I dealt with a situation this week which confirmed one thing to me , the older we get the more we become resistant to change.
This in itself scares me , you see I like the flexibility I show in my attitude and the constant desire I have to keep evolving. The thought of one day uttering those words ” But we always do it this way ” to my son is enough within itself to incite me to evaluate the point I have reached in life and think to myself ….. “Is change already becoming a problem for me “?
I do feel that having a young child is enough to keep me curious enough about the future to still be part of the change phenomenum. After all change can be good for us and often set us off to pastures new and exciting.

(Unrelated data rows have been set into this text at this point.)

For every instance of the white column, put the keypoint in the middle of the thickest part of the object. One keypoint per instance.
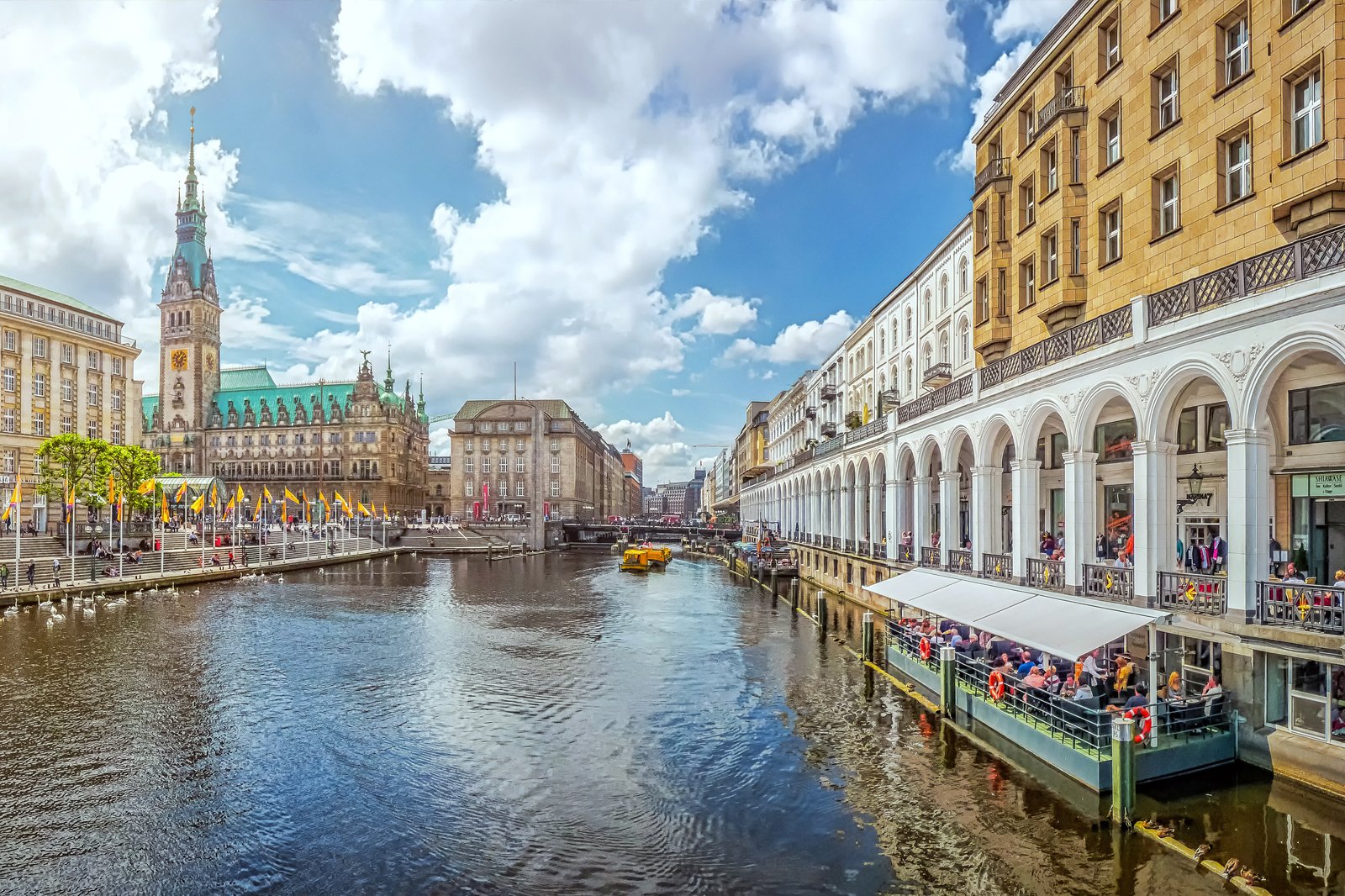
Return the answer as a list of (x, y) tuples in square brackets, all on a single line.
[(891, 528), (985, 513), (950, 488), (1026, 488), (1250, 506), (921, 505), (1080, 514), (1156, 528)]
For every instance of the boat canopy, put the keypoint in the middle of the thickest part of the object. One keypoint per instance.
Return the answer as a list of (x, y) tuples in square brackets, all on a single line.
[(1059, 625)]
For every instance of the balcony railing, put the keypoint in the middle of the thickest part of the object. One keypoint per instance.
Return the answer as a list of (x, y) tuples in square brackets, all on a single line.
[(1309, 607), (1047, 573), (994, 170), (872, 428), (939, 373), (959, 387), (1109, 582), (1067, 100), (1300, 260), (1190, 593), (1067, 343), (997, 567)]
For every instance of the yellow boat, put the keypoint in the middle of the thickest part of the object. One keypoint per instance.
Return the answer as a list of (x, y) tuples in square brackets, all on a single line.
[(636, 560), (657, 556)]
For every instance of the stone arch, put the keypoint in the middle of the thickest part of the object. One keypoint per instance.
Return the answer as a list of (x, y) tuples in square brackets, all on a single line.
[(1263, 373), (1091, 407), (1167, 392)]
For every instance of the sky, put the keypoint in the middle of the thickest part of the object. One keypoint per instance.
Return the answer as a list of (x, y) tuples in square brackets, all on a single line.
[(658, 210)]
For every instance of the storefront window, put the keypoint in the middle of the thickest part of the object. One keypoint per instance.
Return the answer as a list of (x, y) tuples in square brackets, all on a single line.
[(1187, 439), (1317, 414), (1114, 440), (1216, 421)]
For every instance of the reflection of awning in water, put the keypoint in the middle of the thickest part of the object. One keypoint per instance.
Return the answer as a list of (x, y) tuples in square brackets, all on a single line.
[(1059, 625)]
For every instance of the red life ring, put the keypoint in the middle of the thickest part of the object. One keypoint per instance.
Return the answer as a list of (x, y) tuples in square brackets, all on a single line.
[(1140, 712), (997, 685)]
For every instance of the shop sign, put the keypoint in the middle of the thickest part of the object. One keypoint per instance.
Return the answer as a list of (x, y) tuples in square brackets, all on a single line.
[(1327, 485)]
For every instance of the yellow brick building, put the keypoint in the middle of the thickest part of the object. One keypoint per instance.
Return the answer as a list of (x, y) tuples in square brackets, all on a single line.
[(1145, 143)]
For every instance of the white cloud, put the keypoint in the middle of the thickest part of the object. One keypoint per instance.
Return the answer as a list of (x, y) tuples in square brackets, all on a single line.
[(1026, 18), (717, 315), (87, 194), (616, 132), (988, 85), (807, 342)]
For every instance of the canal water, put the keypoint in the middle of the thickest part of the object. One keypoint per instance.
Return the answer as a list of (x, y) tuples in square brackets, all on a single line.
[(540, 725)]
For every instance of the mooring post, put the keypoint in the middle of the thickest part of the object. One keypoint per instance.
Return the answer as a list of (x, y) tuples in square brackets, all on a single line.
[(1122, 770), (947, 681)]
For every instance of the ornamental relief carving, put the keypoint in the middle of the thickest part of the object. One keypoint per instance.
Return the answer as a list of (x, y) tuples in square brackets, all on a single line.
[(1239, 361)]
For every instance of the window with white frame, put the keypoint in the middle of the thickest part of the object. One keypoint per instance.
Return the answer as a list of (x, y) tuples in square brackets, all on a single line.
[(1306, 96), (1165, 89)]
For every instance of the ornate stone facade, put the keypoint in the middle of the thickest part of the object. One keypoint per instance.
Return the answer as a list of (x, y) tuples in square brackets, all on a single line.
[(358, 436)]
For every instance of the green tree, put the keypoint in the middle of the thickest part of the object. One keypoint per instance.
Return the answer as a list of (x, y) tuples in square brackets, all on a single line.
[(129, 466), (66, 461)]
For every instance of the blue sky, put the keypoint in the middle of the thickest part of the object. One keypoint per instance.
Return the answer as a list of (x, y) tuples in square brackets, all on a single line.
[(609, 194)]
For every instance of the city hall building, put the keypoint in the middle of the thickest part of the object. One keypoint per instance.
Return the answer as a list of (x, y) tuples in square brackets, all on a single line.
[(358, 436), (1153, 356)]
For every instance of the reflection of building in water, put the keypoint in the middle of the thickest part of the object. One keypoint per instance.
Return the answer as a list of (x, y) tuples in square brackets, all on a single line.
[(1156, 288)]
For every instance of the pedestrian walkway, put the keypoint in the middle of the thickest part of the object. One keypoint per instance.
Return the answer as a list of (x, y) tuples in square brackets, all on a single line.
[(179, 567)]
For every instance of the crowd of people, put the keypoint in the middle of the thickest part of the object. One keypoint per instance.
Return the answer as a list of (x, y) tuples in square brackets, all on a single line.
[(1107, 683)]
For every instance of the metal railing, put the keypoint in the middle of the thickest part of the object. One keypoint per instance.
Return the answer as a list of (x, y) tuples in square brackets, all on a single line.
[(959, 387), (1109, 582), (1067, 100), (1308, 607), (942, 370), (1298, 260), (997, 567), (872, 428), (994, 170), (1067, 343), (959, 561), (1192, 593), (1047, 573)]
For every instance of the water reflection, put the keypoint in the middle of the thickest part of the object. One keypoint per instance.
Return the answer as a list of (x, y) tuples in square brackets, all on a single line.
[(540, 725)]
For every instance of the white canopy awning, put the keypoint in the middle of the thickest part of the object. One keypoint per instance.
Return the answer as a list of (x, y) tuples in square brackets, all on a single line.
[(1059, 625)]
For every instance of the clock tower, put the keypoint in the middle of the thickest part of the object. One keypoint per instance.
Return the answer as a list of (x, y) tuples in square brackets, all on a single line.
[(188, 336)]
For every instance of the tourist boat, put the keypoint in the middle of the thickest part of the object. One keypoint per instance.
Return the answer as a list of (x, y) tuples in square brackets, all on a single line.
[(657, 557), (636, 560)]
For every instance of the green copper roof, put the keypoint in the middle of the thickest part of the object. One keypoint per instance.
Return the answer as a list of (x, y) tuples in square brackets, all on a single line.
[(10, 282), (257, 377)]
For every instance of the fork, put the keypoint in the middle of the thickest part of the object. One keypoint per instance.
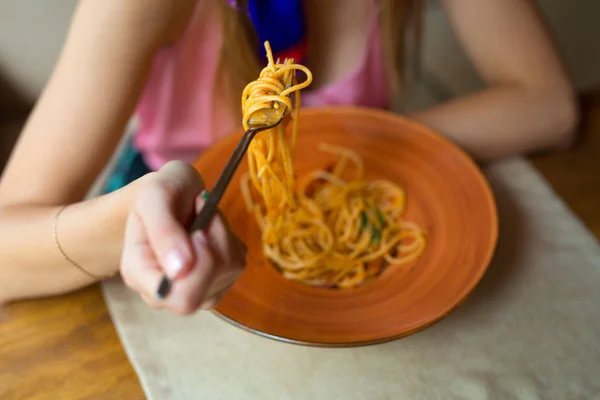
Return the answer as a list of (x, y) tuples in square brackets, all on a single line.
[(205, 216)]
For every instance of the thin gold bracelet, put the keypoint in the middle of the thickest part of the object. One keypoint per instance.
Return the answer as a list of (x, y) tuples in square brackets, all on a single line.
[(73, 263)]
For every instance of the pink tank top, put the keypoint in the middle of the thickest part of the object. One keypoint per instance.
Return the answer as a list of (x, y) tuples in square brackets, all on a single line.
[(181, 113)]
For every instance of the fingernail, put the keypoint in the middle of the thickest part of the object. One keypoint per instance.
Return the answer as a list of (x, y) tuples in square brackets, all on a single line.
[(199, 238), (174, 263)]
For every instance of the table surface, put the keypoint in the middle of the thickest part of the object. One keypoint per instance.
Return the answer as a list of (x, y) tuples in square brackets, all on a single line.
[(67, 347)]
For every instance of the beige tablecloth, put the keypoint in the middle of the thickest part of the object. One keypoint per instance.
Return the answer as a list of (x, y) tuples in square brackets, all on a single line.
[(531, 330)]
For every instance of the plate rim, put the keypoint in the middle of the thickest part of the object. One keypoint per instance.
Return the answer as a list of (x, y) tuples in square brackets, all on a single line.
[(432, 133)]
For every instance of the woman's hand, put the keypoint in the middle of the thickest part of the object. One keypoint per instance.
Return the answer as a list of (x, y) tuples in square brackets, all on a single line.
[(202, 266)]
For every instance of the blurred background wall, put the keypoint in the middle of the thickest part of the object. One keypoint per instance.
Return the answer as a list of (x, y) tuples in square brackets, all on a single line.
[(32, 33)]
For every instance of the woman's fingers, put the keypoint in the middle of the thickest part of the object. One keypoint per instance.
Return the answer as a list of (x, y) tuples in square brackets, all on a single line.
[(174, 190), (205, 265)]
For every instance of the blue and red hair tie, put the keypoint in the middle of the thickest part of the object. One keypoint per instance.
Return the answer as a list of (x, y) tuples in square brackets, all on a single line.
[(281, 22)]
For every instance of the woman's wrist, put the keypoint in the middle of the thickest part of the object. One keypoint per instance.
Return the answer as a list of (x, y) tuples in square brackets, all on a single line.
[(91, 233)]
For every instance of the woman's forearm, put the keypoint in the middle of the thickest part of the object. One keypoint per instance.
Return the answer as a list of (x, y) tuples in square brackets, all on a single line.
[(90, 233), (505, 121)]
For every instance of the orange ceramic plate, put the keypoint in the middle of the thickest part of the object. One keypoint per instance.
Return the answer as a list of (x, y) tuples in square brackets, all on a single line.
[(447, 195)]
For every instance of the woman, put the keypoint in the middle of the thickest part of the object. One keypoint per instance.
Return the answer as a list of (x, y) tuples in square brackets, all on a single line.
[(180, 65)]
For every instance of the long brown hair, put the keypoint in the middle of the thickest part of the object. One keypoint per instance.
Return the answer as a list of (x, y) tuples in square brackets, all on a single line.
[(400, 24)]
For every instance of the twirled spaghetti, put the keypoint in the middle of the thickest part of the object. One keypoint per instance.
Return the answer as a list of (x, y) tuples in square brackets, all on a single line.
[(333, 228)]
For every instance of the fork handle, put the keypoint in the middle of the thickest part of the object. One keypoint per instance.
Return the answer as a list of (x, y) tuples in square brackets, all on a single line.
[(205, 216)]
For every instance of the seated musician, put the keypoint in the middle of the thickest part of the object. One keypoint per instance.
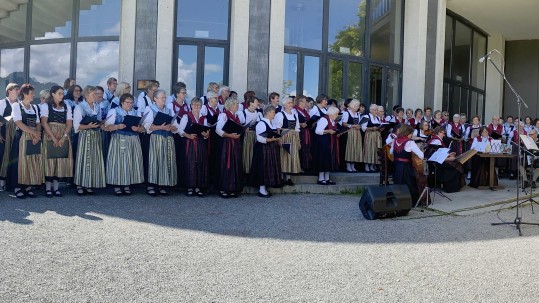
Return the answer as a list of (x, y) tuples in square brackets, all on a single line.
[(449, 175), (402, 149), (480, 166)]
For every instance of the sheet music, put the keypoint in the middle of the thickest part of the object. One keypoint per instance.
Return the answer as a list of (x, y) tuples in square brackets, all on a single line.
[(440, 155)]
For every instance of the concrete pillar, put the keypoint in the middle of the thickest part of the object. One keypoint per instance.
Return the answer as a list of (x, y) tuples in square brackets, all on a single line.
[(494, 82), (276, 49), (127, 42), (239, 48), (165, 43), (259, 44), (414, 53), (145, 40)]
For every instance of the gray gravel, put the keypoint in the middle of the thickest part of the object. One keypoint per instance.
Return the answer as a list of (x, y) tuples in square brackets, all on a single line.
[(289, 248)]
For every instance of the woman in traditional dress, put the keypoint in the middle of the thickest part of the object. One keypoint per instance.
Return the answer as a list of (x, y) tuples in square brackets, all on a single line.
[(354, 145), (373, 139), (230, 165), (57, 121), (7, 129), (26, 162), (305, 135), (89, 164), (249, 117), (162, 170), (196, 150), (124, 163), (288, 120), (266, 166), (401, 149)]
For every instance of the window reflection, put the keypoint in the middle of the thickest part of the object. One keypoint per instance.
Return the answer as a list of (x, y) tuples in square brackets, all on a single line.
[(335, 79), (347, 26), (50, 23), (13, 27), (11, 67), (355, 78), (206, 19), (187, 67), (96, 62), (303, 23), (290, 74), (99, 19), (386, 28), (49, 64), (311, 74), (214, 60)]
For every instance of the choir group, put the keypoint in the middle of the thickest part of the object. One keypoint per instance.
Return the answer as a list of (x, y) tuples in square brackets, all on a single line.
[(94, 137)]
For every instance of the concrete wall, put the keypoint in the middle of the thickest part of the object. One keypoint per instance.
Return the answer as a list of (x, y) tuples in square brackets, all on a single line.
[(522, 70)]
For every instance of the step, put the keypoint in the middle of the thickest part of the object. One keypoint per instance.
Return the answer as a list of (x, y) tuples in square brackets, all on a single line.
[(340, 177), (342, 188)]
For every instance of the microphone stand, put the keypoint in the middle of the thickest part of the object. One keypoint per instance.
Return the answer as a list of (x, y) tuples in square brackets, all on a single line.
[(518, 218)]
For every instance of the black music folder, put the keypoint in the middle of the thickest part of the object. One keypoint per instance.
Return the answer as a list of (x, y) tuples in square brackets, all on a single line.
[(161, 119), (32, 149), (57, 152)]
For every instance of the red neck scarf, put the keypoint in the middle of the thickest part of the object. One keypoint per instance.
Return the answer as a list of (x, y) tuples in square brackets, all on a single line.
[(230, 115)]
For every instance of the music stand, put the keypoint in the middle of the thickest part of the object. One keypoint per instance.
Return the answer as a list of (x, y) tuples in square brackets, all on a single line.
[(518, 217)]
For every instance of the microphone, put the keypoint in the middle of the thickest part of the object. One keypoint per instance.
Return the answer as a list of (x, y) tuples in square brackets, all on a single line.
[(482, 59)]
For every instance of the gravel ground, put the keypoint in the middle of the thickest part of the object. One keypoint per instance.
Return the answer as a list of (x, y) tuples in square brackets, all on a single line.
[(297, 248)]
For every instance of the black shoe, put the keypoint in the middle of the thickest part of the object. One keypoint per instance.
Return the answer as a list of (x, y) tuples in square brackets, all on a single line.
[(261, 195)]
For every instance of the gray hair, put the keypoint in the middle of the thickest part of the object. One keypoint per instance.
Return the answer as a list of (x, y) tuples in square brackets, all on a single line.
[(230, 102)]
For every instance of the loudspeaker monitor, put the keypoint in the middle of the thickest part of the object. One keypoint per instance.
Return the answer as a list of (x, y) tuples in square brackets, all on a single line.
[(379, 202)]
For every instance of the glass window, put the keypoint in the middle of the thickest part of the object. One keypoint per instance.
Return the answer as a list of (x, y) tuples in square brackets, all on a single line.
[(49, 65), (355, 77), (50, 23), (303, 23), (311, 72), (96, 62), (214, 62), (347, 27), (187, 67), (478, 69), (448, 42), (335, 79), (392, 88), (13, 27), (461, 53), (290, 74), (385, 29), (207, 19), (99, 19), (11, 67), (376, 85)]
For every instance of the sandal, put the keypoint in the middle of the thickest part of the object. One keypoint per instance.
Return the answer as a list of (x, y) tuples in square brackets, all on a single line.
[(151, 191), (19, 193)]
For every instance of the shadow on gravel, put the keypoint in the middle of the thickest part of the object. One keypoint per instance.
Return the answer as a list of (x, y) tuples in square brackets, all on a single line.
[(317, 218)]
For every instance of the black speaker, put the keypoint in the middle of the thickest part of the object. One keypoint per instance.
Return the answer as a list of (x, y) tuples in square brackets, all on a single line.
[(379, 202)]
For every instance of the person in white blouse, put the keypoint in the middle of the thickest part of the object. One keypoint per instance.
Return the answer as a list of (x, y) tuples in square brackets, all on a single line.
[(7, 130), (57, 121), (230, 182), (89, 149), (26, 162), (287, 119), (196, 150), (326, 158), (265, 169), (162, 170), (124, 161), (402, 149)]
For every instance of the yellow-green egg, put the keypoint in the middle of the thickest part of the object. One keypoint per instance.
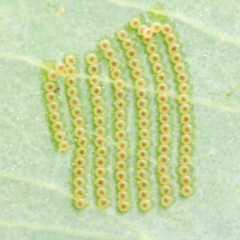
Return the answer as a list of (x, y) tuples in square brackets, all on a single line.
[(179, 67), (100, 131), (76, 112), (145, 205), (185, 180), (70, 60), (185, 118), (141, 174), (164, 149), (151, 48), (173, 48), (51, 96), (122, 196), (100, 162), (184, 108), (105, 44), (63, 146), (160, 77), (80, 203), (120, 94), (131, 53), (163, 159), (94, 80), (100, 172), (109, 53), (165, 128), (162, 169), (143, 194), (57, 126), (91, 58), (78, 172), (81, 152), (70, 71), (54, 116), (72, 92), (166, 201), (123, 206), (79, 132), (166, 28), (122, 155), (96, 90), (185, 149), (101, 192), (52, 75), (79, 162), (170, 38), (157, 67), (60, 68), (59, 136), (164, 179), (165, 138), (114, 63), (165, 190), (120, 165), (142, 154), (134, 63), (164, 108), (93, 69), (82, 142), (119, 84), (186, 191), (79, 192), (140, 83), (101, 151), (50, 86), (135, 23), (156, 27), (120, 135), (121, 175), (185, 160), (183, 170), (103, 203), (100, 182), (142, 103), (144, 133), (187, 128), (78, 121), (154, 58), (143, 123), (164, 118), (141, 93), (122, 34), (70, 81), (122, 185), (116, 73), (99, 121)]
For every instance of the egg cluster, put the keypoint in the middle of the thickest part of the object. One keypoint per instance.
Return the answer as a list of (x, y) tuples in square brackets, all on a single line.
[(184, 109), (122, 161), (164, 107), (100, 130), (120, 124), (142, 113)]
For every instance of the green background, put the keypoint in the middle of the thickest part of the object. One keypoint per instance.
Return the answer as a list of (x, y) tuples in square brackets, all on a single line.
[(35, 189)]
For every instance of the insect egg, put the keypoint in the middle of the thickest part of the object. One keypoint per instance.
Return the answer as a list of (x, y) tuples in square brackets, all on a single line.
[(70, 60), (91, 58), (52, 75), (60, 68), (122, 35), (104, 44), (135, 22)]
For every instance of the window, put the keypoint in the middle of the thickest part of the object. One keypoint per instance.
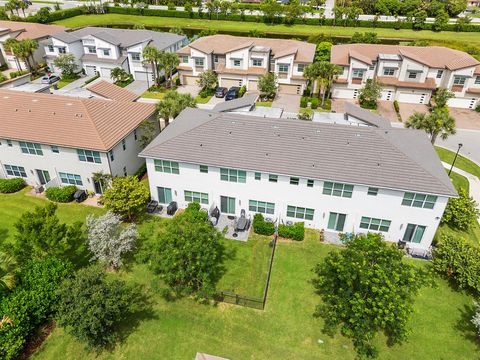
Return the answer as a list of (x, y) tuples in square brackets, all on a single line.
[(89, 156), (261, 207), (18, 171), (337, 189), (71, 179), (272, 178), (336, 221), (375, 224), (388, 71), (31, 148), (283, 68), (358, 73), (459, 80), (299, 212), (192, 196), (169, 167), (414, 233), (233, 175), (294, 181), (135, 56), (419, 200), (412, 75), (257, 62)]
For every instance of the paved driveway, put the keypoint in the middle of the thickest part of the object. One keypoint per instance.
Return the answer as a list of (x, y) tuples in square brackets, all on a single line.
[(287, 102)]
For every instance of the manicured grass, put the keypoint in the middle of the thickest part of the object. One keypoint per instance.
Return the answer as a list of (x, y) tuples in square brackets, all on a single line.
[(237, 26), (461, 162)]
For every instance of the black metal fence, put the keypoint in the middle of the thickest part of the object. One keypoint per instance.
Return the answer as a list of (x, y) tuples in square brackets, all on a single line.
[(248, 301)]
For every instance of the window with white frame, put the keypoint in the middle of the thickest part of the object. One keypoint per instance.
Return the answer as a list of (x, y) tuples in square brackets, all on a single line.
[(13, 170), (70, 179), (261, 207), (31, 148)]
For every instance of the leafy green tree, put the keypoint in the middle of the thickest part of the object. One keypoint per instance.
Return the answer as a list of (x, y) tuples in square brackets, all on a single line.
[(437, 123), (127, 197), (369, 94), (67, 65), (462, 212), (366, 289), (92, 307), (267, 84), (207, 80), (188, 253), (39, 233)]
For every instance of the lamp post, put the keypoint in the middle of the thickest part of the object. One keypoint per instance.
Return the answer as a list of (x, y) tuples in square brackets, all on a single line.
[(455, 158)]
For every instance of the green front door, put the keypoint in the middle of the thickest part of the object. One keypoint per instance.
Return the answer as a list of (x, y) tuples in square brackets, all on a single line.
[(164, 195), (227, 205)]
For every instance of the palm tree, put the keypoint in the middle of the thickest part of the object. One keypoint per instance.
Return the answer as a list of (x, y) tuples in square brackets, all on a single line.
[(7, 269), (438, 122)]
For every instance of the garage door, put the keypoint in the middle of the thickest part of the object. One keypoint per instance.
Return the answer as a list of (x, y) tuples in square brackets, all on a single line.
[(412, 98), (105, 72), (230, 82), (462, 103), (90, 70), (289, 89), (189, 80)]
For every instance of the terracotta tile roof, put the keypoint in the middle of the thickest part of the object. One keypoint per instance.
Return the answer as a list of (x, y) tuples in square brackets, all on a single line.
[(30, 30), (66, 121), (433, 56), (221, 69), (112, 92), (391, 81), (222, 44)]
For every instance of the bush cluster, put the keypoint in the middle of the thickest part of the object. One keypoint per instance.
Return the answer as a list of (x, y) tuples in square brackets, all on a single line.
[(61, 194), (262, 227), (8, 186), (294, 232)]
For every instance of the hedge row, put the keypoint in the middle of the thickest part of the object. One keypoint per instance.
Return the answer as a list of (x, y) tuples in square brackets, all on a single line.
[(8, 186)]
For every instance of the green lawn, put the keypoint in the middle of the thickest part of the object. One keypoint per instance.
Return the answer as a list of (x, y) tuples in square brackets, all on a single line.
[(245, 27), (286, 328), (461, 162)]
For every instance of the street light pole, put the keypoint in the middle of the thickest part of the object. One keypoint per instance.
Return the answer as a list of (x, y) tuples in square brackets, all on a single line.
[(455, 158)]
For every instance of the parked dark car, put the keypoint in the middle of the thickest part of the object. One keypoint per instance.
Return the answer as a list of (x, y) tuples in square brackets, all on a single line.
[(220, 92), (50, 79), (232, 93)]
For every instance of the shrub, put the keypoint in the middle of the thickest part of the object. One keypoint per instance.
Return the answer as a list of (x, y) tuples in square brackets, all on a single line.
[(295, 231), (262, 227), (61, 194), (8, 186), (461, 212)]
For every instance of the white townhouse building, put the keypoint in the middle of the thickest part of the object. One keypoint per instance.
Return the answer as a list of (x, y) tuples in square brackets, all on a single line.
[(100, 50), (408, 74), (58, 140), (340, 178), (241, 61), (21, 31)]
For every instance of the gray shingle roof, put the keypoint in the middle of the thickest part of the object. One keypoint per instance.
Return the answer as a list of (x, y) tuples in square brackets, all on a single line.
[(392, 158)]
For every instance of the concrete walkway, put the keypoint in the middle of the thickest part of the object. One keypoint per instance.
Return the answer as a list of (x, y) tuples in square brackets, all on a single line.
[(474, 183)]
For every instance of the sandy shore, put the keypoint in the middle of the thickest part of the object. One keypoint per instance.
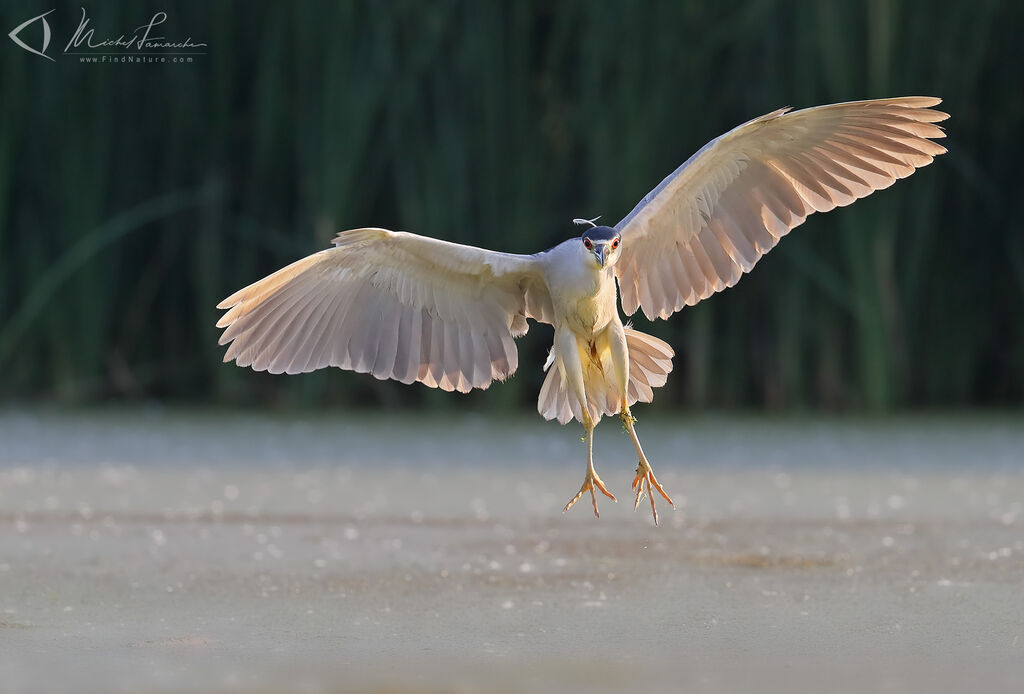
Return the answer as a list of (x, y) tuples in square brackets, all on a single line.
[(171, 553)]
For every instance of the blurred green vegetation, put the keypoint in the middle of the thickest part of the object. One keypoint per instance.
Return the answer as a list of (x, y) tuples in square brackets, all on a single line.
[(133, 198)]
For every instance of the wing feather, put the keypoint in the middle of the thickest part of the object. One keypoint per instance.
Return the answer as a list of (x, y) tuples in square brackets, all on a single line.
[(731, 202), (391, 304)]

But when my son fleas the nest and I am left with my own neuroses will I start to see things differently ? And fear the very thing that has kept my life moving forward.
I am pretty sure that a lack of confidence must play a huge part within this desire to resist and where we would once throw ourselves arms outstretched into the winds of change, letting it carry us along with curiosity and hope, do we at some point fold our arms and turn away from the wind.Choosing instead to remain static. The thought of coping with the results of change too much to contemplate because we may no longer feel adequate.
It takes a strong person to pack a bag at 65 and say “Screw this I’m off travelling ” the fear of separation too overwhelming for most to even contemplate.
But people do it and boy do I salute them.
Life is unpredictable that’s for sure , therefore surely the ability to change is a lifelong requirement ?
So what can I do to prevent myself from falling into this trap ?
Th answer lies within the outlook I have on life , the ability not to fear the future . Not to compartmentalise life so much that when it goes wrong I plunge into meltdown mode. Like our computers need software updates to keep performing well so do our attitudes.
Learn to embrace the unknown and maybe just maybe you will stay relevant.